Similar to BAFF, there have been extensive clinical evidences on the involvement of APRIL in autoimmune diseases. Multiple investigations on serum samples of SLE patients found a significant elevation of APRIL [132,133]. Additionally, this increase has also been correlated to SLE worst prognostic parameters such as glomerulonephritis, the British Isles Lupus Assessment Group (BILAG) index and hemolytic anemia [116,134]. Additionally, a correlation between serum APRIL and renal expression and severity of renal diseases in SLE has been observed. However, correlations between APRIL levels and autoantibodies production in SLE remains controversial with some studies noted either inverse or weak correlations between these two parameters [132,133].

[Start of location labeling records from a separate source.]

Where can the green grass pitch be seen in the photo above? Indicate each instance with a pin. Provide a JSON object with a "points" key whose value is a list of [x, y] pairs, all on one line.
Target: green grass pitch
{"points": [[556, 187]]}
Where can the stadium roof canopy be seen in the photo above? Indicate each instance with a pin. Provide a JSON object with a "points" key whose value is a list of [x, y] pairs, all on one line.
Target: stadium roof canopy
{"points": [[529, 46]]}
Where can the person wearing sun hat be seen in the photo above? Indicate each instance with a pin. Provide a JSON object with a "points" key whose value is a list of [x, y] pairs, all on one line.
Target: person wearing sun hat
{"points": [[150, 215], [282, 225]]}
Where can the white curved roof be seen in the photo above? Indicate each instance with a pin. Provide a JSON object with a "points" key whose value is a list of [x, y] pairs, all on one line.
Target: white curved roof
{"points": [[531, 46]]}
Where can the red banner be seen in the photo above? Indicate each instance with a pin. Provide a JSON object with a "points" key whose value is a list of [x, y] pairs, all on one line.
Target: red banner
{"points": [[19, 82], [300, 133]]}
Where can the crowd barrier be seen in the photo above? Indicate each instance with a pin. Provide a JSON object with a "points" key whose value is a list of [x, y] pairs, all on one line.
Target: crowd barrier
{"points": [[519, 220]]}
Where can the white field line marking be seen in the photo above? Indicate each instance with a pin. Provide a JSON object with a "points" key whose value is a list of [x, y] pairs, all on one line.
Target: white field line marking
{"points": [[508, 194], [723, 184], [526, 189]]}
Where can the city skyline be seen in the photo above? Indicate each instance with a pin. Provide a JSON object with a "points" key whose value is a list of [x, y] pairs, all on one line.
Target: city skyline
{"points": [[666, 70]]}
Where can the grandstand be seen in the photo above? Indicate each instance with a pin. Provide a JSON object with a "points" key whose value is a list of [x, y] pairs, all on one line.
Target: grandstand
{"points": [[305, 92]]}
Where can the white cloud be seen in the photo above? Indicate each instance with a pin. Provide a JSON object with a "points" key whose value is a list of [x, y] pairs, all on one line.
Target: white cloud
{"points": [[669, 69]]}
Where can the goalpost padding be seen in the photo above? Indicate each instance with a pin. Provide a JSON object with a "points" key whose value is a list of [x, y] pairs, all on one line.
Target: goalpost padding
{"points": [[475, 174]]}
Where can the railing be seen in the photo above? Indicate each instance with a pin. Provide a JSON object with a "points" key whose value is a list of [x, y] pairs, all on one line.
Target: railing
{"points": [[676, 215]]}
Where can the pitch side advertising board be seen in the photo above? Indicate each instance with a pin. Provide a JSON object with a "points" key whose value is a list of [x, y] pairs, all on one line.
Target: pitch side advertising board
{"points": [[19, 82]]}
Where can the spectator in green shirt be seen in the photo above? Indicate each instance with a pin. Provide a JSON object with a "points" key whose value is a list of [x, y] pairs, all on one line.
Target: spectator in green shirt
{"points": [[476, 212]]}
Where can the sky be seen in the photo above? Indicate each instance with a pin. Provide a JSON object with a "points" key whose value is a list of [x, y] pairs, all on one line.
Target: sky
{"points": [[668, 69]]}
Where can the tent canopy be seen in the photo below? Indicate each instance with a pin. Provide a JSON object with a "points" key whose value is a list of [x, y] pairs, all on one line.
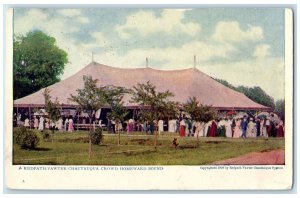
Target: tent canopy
{"points": [[183, 83]]}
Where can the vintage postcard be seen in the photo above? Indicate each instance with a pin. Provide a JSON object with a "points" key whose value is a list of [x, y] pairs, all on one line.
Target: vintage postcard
{"points": [[166, 98]]}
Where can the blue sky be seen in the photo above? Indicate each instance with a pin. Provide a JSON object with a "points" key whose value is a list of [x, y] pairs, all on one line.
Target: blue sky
{"points": [[244, 46]]}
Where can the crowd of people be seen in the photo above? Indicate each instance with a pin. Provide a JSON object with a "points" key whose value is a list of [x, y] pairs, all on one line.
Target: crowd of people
{"points": [[41, 123], [231, 127], [244, 127]]}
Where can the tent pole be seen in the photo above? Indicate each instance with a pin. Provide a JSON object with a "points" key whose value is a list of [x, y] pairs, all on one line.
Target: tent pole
{"points": [[29, 118]]}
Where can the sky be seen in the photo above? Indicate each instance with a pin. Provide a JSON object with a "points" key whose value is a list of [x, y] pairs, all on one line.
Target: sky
{"points": [[244, 46]]}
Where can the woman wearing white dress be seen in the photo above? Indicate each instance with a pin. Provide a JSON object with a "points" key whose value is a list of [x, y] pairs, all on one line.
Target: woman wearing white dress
{"points": [[41, 124], [160, 126], [199, 132], [70, 127], [250, 131], [263, 128], [26, 123], [36, 123], [228, 128], [206, 126], [237, 129]]}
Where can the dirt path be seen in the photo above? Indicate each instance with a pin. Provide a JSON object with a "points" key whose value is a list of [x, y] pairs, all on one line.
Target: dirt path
{"points": [[275, 157]]}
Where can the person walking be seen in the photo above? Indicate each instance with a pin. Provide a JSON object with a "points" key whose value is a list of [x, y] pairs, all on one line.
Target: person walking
{"points": [[244, 126]]}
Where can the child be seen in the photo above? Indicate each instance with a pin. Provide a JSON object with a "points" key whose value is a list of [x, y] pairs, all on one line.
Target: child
{"points": [[175, 144]]}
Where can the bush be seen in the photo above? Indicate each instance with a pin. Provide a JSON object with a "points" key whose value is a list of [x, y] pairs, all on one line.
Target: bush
{"points": [[27, 139], [46, 136], [96, 136]]}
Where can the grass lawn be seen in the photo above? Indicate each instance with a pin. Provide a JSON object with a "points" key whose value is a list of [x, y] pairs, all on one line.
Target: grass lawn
{"points": [[137, 149]]}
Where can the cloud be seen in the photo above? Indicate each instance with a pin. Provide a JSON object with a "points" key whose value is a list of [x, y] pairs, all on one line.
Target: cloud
{"points": [[69, 12], [230, 31], [100, 39], [145, 23], [262, 51], [60, 28], [170, 57], [83, 20], [265, 73]]}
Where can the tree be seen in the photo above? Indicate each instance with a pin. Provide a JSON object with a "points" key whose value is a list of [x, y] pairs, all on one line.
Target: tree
{"points": [[52, 108], [255, 93], [198, 112], [280, 108], [151, 101], [90, 99], [114, 96], [37, 62]]}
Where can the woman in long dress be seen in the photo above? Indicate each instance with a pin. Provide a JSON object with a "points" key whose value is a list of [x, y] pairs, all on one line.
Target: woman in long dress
{"points": [[263, 128], [199, 129], [182, 128], [70, 127], [250, 131], [207, 129], [237, 129], [36, 123], [228, 128], [280, 131], [41, 124], [213, 129], [160, 126], [59, 124]]}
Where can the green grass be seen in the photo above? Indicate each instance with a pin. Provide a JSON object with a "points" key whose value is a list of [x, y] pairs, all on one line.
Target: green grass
{"points": [[137, 149]]}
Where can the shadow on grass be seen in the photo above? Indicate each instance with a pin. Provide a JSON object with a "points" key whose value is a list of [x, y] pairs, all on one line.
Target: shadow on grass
{"points": [[187, 147], [42, 149], [37, 149], [133, 153], [215, 142]]}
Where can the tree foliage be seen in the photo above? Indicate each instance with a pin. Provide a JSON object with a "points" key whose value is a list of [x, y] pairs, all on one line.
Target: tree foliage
{"points": [[280, 108], [52, 108], [37, 62], [255, 93], [113, 96], [198, 111], [90, 98], [153, 103]]}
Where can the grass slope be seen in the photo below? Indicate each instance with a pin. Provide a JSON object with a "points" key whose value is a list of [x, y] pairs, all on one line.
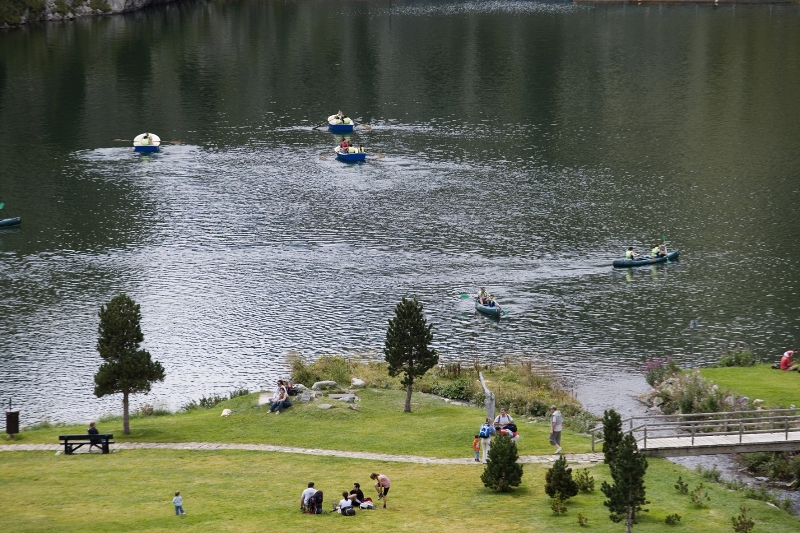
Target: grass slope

Further to its involvement in SLE, high expression of APRIL has also been detected in serum of RA patients. Moura et al. showed an abundant expression of serum APRIL in patients with very early RA (VERA) [135]. Furthermore, increasing data has reported the accumulation of APRIL in inflamed synovial compartment and tissues samples of patients [136]. Inflamed synovial tissues displayed a significant elevation of APRIL mRNA expression [136]. Accumulation of APRIL-secreting cells has also been observed in synovial tissues of RA patients. Moreover, in comparison to healthy individuals of which APRIL expression are only detected in nonclassical monocytes, myeloid cells and all monocytes in RA patients exhibited upregulation of surface APRIL expression with an association to disease severity [137]. Stimulation of synoviocytes from the patients also resulted to higher production of pro-inflammatory cytokines and upregulation of receptor activator of nuclear factor kappa-B ligand (RANKL) expression. Increased expression of APRIL receptor in synoviocytes of RA patients has also been noted [138] with an association between serum APRIL and synovitis [117].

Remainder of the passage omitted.